Hypothesis

During cellular senescence, the gain of H3K27me3 at gene‑rich regions is not a passive consequence of global chromatin loss but is actively driven by a phase‑separated condensate formed between the intrinsically disordered region (IDR) of EZH2 and residual LMNB1 fragments at the nuclear periphery. This condensate concentrates EZH2 activity, enabling localized H3K27me3 deposition despite overall LMNB1 depletion. Disrupting the EZH2‑IDR/LMNB1 interaction should prevent the paradoxical H3K27me3 gain, block senescence‑associated heterochromatic foci (SAHF) formation, and attenuate the senescence‑associated secretory phenotype (SASP) without affecting global LMNB1 levels.

Mechanistic Rationale

• Phase separation as a spatial organizer: Recent work shows that many chromatin modifiers, including EZH2, contain low‑complexity IDRs that promote biomolecular condensates (3). In senescence, LMNB1 depletion from LADs exposes lamin‑associated chromatin, creating a sticky scaffold that can nucleate EZH2 IDR‑dependent droplets.
• Coupling to H3K27me3 activity: Within these droplets, EZH2’s catalytic SET domain is highly concentrated, increasing its effective concentration toward nucleosomes that become transiently accessible as H3K9me3 and H3K27me3 globally retreat from LADs (1). This explains the observed local H3K27me3 gain at gene‑rich sites while the bulk mark declines.
• Link to SAHF and SASP: SAHFs are thought to lock away proliferation‑promoting genes; however, SASP drivers escape silencing. If EZH2 IDR‑mediated droplets mislocalize repressive H3K27me3 to SASP promoters, they could fine‑tune rather than fully repress these loci, producing the mixed activation/repression signature observed in senescent cells (4).

Testable Predictions

1. EZH2 IDR mutation reduces focal H3K27me3: Introducing point mutations that disrupt the EZH2 IDR (e.g., deletion of the S‑rich stretch) in human fibroblasts will diminish H3K27me3 ChIP‑seq peaks at gene‑rich regions after irradiation‑induced senescence, while global H3K27me3 levels remain unchanged.
2. SAHF formation is impaired: Immunofluorescence for H3K9me3 and LMNB1 will show fewer and smaller SAHFs in EZH2 IDR‑mutant senescent cells compared with wild‑type controls.
3. SASP attenuation without affecting proliferation arrest: ELISA for IL‑6, IL‑8, and MMP‑3 will reveal a ≥50% reduction in secreted SASP factors, whereas p16^INK4a^ and p21^CIP1^ expression and EdU incorporation remain comparable to wild‑type senescent cells.
4. Rescue by synthetic IDR fusion: Expressing a heterologous IDR (e.g., from FUS) fused to EZH2’s SET domain in the IDR‑mutant background restores focal H3K27me3, SAHF number, and SASP levels to near‑wild‑type phenotypes.
5. Pharmacological disruption: A small molecule that interferes with EZH2 IDR‑LMNB1 interaction (identified via in‑vitro droplet assay) will phenocopy the genetic mutations, providing a therapeutic avenue to modulate senescence without globally inhibiting EZH2 methyltransferase activity.

Falsifiability

If EZH2 IDR mutants show no change in focal H3K27me3, SAHF formation, or SASP secretion relative to wild‑type senescent cells, the hypothesis is refuted.

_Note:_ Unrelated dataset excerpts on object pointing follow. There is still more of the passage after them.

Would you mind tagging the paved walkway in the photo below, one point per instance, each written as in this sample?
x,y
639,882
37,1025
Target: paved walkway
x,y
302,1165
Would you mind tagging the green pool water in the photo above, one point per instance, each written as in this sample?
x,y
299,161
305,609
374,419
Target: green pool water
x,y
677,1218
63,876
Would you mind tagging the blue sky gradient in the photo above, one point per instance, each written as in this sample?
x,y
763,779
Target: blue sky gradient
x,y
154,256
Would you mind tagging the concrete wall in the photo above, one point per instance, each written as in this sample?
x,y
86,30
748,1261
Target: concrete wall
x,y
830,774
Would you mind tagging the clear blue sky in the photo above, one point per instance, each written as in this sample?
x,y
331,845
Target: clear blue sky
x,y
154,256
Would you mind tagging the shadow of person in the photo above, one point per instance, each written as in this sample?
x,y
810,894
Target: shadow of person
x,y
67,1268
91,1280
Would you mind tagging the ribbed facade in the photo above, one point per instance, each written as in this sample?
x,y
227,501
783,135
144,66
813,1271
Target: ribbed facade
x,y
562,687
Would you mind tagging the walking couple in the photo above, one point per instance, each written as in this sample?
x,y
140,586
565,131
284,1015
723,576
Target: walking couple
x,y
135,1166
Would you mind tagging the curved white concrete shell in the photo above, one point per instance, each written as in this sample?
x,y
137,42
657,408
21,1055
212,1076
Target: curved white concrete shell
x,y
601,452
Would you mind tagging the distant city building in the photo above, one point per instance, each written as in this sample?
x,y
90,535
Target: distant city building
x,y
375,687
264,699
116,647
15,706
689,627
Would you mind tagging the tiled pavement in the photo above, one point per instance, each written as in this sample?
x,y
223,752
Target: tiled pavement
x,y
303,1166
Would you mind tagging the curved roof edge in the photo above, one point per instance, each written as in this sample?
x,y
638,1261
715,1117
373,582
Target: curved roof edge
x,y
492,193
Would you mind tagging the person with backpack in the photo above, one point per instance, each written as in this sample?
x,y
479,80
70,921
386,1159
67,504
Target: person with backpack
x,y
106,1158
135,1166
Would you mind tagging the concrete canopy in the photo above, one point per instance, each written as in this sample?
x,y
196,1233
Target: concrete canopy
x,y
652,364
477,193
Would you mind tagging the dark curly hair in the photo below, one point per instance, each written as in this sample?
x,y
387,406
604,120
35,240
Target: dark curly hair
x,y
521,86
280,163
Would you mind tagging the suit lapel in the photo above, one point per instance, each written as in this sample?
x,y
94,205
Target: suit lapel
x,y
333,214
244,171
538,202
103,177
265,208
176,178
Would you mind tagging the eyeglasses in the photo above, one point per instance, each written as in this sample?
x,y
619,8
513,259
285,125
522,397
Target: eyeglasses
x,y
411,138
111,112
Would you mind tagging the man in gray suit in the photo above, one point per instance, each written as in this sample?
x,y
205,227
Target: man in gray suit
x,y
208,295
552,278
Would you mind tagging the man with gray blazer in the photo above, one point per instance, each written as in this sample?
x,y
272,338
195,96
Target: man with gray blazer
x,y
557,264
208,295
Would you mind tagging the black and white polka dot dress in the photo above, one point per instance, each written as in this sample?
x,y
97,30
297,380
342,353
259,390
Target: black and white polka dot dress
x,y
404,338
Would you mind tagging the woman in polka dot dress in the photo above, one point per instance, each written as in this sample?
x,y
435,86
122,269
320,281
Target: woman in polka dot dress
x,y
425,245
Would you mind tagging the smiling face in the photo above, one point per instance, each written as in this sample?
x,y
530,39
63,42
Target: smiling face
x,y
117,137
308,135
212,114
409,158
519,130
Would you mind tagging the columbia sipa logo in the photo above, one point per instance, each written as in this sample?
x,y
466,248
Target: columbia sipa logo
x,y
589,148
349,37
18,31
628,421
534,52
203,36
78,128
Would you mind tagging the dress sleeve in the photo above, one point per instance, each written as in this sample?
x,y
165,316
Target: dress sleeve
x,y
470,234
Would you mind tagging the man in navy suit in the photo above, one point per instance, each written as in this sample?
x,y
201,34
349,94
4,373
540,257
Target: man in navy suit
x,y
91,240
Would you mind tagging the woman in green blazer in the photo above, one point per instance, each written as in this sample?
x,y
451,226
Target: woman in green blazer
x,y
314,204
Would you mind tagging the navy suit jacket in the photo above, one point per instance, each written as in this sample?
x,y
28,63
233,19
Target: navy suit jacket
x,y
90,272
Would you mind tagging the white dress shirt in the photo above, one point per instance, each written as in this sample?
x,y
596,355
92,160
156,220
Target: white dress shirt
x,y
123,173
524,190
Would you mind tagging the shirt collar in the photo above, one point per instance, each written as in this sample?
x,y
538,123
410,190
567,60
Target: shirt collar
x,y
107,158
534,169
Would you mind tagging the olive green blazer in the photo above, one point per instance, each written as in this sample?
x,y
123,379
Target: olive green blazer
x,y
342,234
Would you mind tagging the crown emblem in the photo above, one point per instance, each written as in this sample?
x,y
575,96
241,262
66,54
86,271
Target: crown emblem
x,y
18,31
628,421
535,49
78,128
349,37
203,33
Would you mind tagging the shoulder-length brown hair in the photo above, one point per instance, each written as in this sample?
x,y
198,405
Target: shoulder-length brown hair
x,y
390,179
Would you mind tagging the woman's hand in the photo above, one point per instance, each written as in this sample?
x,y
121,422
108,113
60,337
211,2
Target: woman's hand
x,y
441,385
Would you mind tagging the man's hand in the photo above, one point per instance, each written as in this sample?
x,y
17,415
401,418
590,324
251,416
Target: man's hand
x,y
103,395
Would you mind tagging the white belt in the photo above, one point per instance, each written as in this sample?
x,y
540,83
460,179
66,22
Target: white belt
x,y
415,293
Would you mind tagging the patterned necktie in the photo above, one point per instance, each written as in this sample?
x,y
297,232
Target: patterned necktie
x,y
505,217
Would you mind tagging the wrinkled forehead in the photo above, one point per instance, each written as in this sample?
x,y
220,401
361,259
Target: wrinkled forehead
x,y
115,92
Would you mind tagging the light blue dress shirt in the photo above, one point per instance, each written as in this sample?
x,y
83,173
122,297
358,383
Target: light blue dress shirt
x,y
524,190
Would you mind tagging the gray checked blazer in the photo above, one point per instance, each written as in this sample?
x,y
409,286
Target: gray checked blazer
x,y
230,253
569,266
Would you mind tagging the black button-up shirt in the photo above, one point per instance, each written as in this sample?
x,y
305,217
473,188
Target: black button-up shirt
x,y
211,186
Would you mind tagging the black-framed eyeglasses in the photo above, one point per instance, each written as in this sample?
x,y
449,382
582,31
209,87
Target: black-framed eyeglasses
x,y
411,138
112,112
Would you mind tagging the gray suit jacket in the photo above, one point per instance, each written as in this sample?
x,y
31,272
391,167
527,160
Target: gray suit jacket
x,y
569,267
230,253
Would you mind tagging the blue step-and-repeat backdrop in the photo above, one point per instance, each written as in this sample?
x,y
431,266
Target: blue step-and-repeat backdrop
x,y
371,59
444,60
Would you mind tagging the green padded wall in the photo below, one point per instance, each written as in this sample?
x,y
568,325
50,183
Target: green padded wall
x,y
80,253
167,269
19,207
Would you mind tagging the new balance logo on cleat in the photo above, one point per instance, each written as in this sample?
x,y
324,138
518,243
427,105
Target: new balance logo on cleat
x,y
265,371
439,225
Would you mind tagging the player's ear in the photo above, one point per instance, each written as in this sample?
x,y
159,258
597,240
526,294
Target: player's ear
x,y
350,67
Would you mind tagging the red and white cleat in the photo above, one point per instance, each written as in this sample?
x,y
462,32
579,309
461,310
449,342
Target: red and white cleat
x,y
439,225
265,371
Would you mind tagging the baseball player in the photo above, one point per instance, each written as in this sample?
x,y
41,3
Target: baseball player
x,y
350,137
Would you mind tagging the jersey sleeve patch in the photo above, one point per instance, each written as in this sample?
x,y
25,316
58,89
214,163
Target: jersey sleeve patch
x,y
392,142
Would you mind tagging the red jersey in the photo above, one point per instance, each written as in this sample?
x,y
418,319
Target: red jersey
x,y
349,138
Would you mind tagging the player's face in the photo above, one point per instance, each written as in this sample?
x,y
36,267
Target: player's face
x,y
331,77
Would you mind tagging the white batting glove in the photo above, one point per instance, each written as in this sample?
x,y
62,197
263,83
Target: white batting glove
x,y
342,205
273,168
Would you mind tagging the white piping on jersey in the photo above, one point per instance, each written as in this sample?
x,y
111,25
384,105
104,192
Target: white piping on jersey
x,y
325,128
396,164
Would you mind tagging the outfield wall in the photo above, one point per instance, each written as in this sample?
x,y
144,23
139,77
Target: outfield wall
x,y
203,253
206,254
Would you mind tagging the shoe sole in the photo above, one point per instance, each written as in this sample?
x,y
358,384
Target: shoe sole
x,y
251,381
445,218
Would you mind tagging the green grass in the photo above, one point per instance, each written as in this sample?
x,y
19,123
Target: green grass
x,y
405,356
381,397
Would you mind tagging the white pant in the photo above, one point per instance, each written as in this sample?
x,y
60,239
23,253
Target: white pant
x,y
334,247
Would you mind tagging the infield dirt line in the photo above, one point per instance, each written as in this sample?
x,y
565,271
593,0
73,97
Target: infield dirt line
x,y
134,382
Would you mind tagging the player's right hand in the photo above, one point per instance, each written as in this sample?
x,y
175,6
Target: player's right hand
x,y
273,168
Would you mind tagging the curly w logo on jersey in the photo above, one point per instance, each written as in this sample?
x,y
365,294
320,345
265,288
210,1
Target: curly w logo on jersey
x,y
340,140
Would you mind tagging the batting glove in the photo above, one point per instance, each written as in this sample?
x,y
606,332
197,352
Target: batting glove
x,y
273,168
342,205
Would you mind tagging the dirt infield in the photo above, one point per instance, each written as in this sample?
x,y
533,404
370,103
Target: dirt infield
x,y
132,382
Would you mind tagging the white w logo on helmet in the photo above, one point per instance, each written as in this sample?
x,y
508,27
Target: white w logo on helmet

Conversely, if global EZH2 inhibition (e.g., GSK126) phenocopies the IDR mutant effects, it would suggest that catalytic activity, not phase separation, drives the observations, also falsifying the specific mechanistic claim.

Broader Implications

Validating this model would reposition epigenetic dysregulation in senescence from a passive collapse to an active, biophysically driven reorganization. It would highlight IDR‑mediated phase separation as a druggable node to decouple harmful SASP from stable cell‑cycle arrest, offering a strategy to mitigate age‑related tissue dysfunction while preserving tumor suppressor functions.